Interesting. On good days, I always let myself go way beyond 1000 words because I feel like I’ll forget what to write about next. Never mind that I’ve got a ton of Post-its in the house and a million little notebooks to remind myself.
I never said it made sense. I’m going to try limiting my word count and see what happens, though. I think it’ll make sitting down to write the next day a lot less intimidating.
This is good advice. The only reason I don’t follow it myself is because of time constraints. So when I do have time I finish up 2000 words+, but I make it a point to complete 500 words minimum at a time.

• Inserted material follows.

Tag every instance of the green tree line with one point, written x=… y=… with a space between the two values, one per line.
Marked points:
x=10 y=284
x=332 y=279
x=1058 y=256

Great advice. Just setting a reasonable goal makes the experience of writing more positive, because you can actually feel like you’ve accomplished something in the middle of a mire of revisions.
Is this 1,000 words a day with a chapter-by-chapter outline? Or 1,000 words teased from where the sun don’t shine?

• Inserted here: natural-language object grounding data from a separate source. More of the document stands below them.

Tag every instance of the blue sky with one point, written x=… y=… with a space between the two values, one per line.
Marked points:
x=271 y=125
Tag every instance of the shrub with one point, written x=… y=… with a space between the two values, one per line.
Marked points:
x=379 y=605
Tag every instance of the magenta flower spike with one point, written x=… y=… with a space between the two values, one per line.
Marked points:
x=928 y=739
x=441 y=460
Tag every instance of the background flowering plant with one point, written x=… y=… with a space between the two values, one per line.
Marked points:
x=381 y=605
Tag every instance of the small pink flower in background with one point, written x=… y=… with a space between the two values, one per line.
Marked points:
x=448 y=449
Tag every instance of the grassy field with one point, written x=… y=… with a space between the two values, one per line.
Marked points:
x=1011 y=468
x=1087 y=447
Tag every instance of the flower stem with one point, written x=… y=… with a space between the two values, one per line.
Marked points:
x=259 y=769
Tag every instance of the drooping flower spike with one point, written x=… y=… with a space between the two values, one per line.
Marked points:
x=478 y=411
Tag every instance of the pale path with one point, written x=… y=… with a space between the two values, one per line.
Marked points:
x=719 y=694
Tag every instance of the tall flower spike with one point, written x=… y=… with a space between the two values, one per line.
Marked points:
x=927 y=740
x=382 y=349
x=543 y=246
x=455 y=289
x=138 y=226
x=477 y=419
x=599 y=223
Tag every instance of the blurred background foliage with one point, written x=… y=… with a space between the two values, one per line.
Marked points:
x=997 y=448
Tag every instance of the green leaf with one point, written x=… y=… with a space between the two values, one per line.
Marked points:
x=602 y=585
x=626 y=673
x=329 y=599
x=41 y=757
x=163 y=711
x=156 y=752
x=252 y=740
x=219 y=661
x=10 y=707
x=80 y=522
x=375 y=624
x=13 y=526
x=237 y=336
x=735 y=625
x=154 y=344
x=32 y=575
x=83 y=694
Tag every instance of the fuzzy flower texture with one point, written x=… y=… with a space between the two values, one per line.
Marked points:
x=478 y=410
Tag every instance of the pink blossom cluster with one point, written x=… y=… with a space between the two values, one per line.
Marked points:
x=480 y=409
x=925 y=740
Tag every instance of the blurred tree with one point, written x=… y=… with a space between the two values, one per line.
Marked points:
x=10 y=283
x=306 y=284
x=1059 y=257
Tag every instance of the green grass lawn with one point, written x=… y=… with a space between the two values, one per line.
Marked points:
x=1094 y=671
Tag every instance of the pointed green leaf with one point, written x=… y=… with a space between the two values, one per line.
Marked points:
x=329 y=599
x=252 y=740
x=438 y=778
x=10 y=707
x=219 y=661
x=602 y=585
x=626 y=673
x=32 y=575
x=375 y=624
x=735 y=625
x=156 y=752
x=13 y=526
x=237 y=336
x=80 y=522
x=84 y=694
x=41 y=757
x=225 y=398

Barbary—Either way, really. However you work. I’ve done it both ways. (Shrugs eloquently.)
Great write Michael,
Setting a goal can really help someone. When I first started, two-thousand words a day became my daily goal. After a while, I stopped setting word count goals. Now, I set aside time blocks and make that my goal. Either way, you should spend time with your family and on other endeavors. Good blog,
Draven Ames
Thank you. Thank you. Thank you.
Your timing was perfect. I have been struggling for some time now and your simple but shrewd advice was exactly what I needed. The perfect bite-sized goal.

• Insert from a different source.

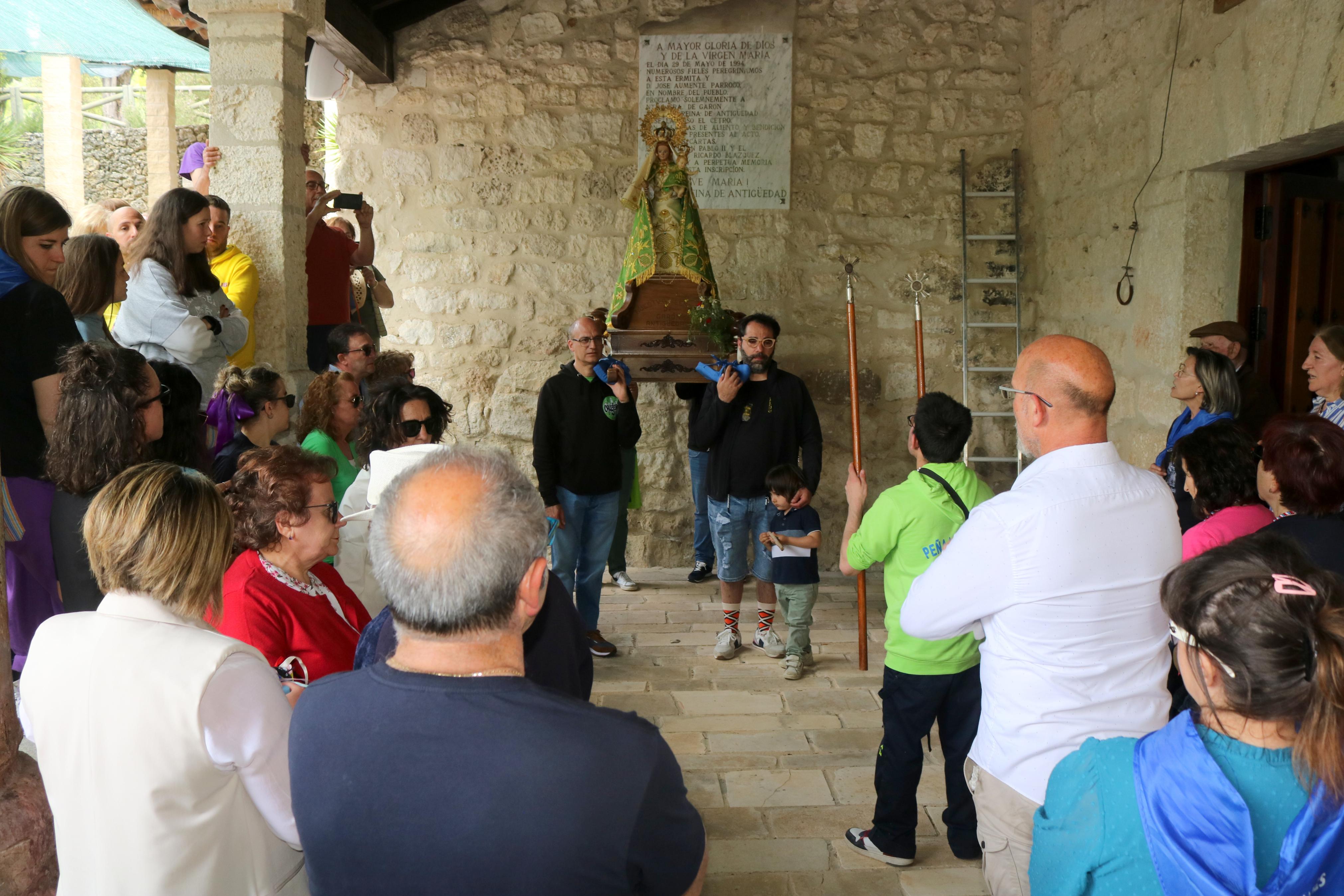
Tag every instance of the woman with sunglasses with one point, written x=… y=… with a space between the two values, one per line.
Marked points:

I’m on day three of my new regime and so far so good.
To thank you, I will be sending you my first query, no question
Well, Brent, I am no longer accepting queries nor clients. But please feel free to query Chris or Danielle, both of whom are still looking at new submissions.
Great advice, Michael. Having an accessible number of words target would put the ‘procrastinate bug’ back in its box, quick smart!
My only problem with this is the first bullet point. You say that you won’t have to set aside hours, and maybe that’s true for some people, but I can guarantee that for me, most of the time pulling a thousand words is a four or five hour task.
I’m not trying to be argumentative, but it’s true. Particularly near the beginning/middle of a book. I’m just a slow writer as a general rule. Now, as I get closer to the end, I can often pull out two or three thousand words a day with very little effort, but it takes me quite a bit of time to fall into the voice of a book and get the dialogue right and the characters right, etc.
I tend to aim for about five hundred, but truth be told, some days the most I manage is two or three. I consider that pretty pathetic, but if I spend two hours working on something and between my writing and erasing and writing and thinking and writing and rewriting that’s all I get, that’s all I get.
I think there’s more value to be found in having a specific goal to motivate you than that goal being a thousand words exactly. I might not finish a novel in three months, but I can finish one in eight, and I don’t think that’s all that bad.